The ‘jobs for the boys’ model is having a tangible and outsized impact on inequality and it is killing the economy.

It is so tangible you can measure it. And measure we did.

In our book, Game of Mates, I and my colleague, Professor Paul Frijters explore insights from the science of human cooperation and raw metrics of economic costs and benefits, melding this information together to paint a picture of how a nation’s wealth can become siphoned off by a well-connected network of powerful individuals.

Drawing on our own research and that of others, we find that those outside the game are being bled dry, with hundreds of billions of dollars a year of hidden theft taking place.

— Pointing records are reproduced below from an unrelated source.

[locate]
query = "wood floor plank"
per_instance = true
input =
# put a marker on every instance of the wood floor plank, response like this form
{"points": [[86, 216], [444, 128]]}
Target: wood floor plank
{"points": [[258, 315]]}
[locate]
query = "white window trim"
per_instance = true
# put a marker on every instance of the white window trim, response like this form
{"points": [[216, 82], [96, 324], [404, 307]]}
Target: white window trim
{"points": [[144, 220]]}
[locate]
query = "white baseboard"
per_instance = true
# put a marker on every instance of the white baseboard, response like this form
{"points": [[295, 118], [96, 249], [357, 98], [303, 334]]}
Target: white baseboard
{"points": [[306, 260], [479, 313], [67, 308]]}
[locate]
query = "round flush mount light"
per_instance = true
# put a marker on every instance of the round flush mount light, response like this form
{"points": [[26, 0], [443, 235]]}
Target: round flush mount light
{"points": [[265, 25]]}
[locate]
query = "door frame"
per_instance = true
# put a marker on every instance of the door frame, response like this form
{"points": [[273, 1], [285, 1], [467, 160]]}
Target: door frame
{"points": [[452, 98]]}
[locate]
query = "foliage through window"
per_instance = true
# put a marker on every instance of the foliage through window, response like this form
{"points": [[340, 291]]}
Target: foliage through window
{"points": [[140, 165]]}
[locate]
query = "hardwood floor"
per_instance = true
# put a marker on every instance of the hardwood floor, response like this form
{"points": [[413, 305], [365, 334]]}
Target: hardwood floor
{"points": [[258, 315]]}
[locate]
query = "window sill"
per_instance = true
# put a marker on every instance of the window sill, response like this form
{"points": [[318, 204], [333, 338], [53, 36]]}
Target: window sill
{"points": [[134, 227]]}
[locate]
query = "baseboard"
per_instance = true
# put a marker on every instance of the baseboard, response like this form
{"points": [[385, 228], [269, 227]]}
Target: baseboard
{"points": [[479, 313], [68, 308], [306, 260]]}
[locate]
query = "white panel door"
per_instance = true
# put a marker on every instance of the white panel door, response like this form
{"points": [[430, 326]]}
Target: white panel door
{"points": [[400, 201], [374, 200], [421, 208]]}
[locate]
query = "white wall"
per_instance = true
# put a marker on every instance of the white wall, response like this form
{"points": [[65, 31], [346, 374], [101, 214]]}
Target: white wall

The book helps to frame a discussion on ‘grey corruption’ – the type of unethical political favouritism that is economically costly to the unfavoured, but that is not necessarily illegal – that is brutally honest about human nature. We look at how the Game of grey corruption in played, how much it costs, and what to do about it.

What is a grey gift and when do I know I am getting one?
A grey gift is a way to pick a winner and loser without great, (or any) personal cost. Often the cost is instead passed on to another person or group. This phenomenon exists at many levels in almost all organisations, including government bureaucracies.

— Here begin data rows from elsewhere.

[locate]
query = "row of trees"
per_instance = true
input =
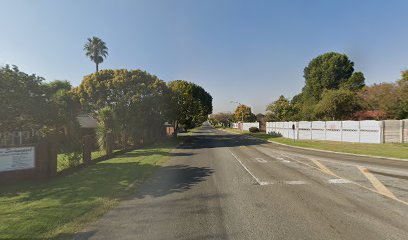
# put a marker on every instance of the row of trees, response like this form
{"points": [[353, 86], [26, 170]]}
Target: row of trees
{"points": [[334, 91], [131, 104]]}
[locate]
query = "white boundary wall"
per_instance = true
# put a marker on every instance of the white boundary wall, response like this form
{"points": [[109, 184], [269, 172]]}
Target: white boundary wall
{"points": [[245, 126], [368, 131]]}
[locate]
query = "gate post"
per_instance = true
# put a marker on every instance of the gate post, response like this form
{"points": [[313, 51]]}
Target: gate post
{"points": [[87, 149], [109, 144]]}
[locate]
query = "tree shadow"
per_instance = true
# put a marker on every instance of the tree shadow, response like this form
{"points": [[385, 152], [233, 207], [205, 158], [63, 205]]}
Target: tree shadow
{"points": [[220, 141], [171, 179]]}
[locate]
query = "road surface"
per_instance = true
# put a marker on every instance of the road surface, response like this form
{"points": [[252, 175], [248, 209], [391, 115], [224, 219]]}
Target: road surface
{"points": [[224, 186]]}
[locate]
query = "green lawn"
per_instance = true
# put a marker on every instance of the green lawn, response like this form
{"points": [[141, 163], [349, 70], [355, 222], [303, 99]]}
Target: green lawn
{"points": [[63, 159], [60, 207], [393, 150]]}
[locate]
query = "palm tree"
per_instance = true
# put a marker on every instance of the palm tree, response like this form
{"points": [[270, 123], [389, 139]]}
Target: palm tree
{"points": [[96, 50]]}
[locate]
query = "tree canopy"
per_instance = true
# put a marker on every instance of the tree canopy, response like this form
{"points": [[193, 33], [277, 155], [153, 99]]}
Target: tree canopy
{"points": [[325, 72], [96, 50], [244, 113], [191, 103]]}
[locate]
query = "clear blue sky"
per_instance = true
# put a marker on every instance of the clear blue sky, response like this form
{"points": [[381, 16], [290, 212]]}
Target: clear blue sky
{"points": [[247, 51]]}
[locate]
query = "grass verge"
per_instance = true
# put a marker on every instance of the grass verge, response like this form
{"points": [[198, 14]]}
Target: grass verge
{"points": [[58, 208], [391, 150]]}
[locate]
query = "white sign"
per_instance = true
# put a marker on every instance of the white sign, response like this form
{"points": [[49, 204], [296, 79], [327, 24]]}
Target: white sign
{"points": [[17, 158]]}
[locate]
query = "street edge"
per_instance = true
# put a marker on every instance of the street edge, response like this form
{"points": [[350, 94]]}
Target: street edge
{"points": [[326, 151]]}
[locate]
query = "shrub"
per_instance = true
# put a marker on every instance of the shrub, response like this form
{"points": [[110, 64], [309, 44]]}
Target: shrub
{"points": [[253, 129]]}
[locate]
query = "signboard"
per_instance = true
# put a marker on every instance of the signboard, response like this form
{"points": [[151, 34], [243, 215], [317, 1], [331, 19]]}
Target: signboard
{"points": [[17, 158]]}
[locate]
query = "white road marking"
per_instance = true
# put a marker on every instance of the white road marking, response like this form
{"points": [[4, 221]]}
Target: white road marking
{"points": [[283, 160], [256, 179], [295, 182], [338, 180], [261, 160]]}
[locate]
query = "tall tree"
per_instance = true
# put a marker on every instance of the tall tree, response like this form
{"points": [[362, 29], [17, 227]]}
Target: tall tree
{"points": [[327, 71], [244, 113], [280, 110], [139, 101], [337, 104], [191, 103], [96, 50]]}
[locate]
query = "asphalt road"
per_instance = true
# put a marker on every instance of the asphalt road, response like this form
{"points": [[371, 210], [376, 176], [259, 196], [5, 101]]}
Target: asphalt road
{"points": [[223, 186]]}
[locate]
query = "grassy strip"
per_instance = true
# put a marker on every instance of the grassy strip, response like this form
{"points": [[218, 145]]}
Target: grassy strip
{"points": [[62, 206], [63, 158], [391, 150]]}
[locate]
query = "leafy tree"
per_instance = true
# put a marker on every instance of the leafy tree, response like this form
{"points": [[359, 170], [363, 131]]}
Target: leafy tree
{"points": [[140, 101], [354, 83], [403, 91], [244, 113], [65, 103], [191, 104], [222, 118], [96, 50], [281, 109], [336, 104], [384, 97], [327, 71], [23, 101]]}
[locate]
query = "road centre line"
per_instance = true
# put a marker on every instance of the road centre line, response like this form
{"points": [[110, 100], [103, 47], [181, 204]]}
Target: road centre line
{"points": [[322, 167], [250, 173], [261, 160], [376, 183]]}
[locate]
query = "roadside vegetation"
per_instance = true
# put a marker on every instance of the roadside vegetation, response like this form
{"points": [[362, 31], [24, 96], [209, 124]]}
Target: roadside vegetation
{"points": [[59, 207], [130, 106], [333, 90], [390, 150]]}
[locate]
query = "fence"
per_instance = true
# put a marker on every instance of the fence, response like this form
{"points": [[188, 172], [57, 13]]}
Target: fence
{"points": [[17, 138], [369, 131], [245, 126]]}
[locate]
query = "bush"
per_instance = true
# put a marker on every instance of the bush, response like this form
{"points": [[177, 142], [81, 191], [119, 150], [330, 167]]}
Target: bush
{"points": [[253, 129]]}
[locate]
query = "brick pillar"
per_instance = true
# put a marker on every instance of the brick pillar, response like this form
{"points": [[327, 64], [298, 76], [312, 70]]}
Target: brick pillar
{"points": [[109, 144], [52, 156], [87, 149]]}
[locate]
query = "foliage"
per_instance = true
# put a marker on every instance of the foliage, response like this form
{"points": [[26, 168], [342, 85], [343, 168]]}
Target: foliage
{"points": [[336, 104], [139, 101], [253, 129], [222, 118], [280, 110], [191, 104], [243, 113], [60, 207], [106, 123], [96, 50], [330, 91], [354, 83], [23, 100], [383, 97], [327, 71]]}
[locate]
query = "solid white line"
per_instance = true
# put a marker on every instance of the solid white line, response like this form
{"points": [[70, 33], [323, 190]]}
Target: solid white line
{"points": [[256, 179]]}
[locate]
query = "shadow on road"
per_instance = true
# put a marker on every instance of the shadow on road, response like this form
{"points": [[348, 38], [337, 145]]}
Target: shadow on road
{"points": [[173, 179]]}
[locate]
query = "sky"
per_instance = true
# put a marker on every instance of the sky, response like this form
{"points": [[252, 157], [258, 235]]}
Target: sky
{"points": [[245, 51]]}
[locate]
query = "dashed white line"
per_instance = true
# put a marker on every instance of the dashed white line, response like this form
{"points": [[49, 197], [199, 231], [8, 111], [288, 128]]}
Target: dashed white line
{"points": [[256, 179], [261, 160], [295, 182]]}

When a city council decides a plot of land can be now used for urban development instead of farming, it adds millions in value to the land which goes into the pockets of landowners.

In our study of just six rezoned areas in Queensland, Australia, we found that $410 million worth of property rights were given to a small group of well-connected landowners.

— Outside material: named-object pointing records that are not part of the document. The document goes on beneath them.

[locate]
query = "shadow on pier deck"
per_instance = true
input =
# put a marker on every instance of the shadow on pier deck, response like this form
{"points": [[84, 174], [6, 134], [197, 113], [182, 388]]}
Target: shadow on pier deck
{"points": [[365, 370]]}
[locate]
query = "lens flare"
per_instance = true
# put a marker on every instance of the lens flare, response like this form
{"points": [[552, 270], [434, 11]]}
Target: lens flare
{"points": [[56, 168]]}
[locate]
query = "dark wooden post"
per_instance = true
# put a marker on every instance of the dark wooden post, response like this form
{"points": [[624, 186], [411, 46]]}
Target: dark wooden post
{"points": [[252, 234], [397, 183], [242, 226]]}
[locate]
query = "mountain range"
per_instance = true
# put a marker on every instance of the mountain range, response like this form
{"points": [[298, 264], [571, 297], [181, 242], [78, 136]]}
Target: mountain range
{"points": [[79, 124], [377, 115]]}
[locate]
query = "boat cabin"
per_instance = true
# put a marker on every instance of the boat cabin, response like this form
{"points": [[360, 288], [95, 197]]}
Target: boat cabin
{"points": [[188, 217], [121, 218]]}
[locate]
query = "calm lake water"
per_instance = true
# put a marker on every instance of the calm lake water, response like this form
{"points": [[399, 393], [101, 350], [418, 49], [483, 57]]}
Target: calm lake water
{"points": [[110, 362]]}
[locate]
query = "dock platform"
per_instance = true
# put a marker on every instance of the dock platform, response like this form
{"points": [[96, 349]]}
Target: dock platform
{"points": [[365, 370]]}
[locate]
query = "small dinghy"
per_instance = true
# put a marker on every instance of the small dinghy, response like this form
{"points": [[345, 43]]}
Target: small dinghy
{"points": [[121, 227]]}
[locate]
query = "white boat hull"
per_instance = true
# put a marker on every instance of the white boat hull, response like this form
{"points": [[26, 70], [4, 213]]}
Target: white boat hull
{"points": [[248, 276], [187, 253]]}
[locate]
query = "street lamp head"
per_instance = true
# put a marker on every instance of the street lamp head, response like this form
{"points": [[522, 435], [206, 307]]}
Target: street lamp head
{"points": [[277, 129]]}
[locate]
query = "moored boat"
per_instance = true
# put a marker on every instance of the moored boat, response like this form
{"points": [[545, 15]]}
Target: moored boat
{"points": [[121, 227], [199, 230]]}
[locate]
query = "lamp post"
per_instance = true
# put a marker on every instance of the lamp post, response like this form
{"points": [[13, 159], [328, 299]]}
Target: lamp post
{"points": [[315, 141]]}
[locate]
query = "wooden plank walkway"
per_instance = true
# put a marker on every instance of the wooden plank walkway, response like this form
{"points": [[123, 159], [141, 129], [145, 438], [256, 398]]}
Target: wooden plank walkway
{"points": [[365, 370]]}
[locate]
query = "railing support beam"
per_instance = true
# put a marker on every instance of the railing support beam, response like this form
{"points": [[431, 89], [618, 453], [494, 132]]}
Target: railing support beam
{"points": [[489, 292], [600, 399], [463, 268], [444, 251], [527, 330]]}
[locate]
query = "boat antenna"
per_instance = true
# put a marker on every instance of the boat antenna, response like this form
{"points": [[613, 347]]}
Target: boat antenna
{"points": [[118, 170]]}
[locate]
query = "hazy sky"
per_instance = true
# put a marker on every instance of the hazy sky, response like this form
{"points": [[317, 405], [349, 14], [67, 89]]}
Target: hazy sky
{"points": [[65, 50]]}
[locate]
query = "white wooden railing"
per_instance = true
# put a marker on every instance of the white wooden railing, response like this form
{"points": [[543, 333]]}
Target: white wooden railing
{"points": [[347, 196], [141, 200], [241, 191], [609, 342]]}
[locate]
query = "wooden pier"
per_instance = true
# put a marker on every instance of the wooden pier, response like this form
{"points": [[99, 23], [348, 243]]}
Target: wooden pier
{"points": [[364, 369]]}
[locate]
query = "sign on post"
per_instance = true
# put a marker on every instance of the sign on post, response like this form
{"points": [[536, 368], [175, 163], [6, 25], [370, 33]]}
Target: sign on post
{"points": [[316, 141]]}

Or when the government insures bank deposits to secure the financial system, the free insurance is a gift to bank owners that should have instead been sold, costing the public billions in forgone revenue. In Australia, this gift of insurance is worth about $4 billion per year, which goes straight into the pockets of bank shareholders.

And when the transport department closes road lanes to funnel cars onto a private toll road it provides a gift to the toll road owner that costs motorists, but not themselves. If just 1,000 vehicles per day are forced onto a $4 toll road, that is an $18 million grey gift from a small routine bureaucratic decision.

It is important to make clear that a network of people trading favours is not inherently a bad thing and is an innately natural way to cooperate. The problem is when gifting occurs at an enormous cost of the financial, social, legal, or physical, security of other people.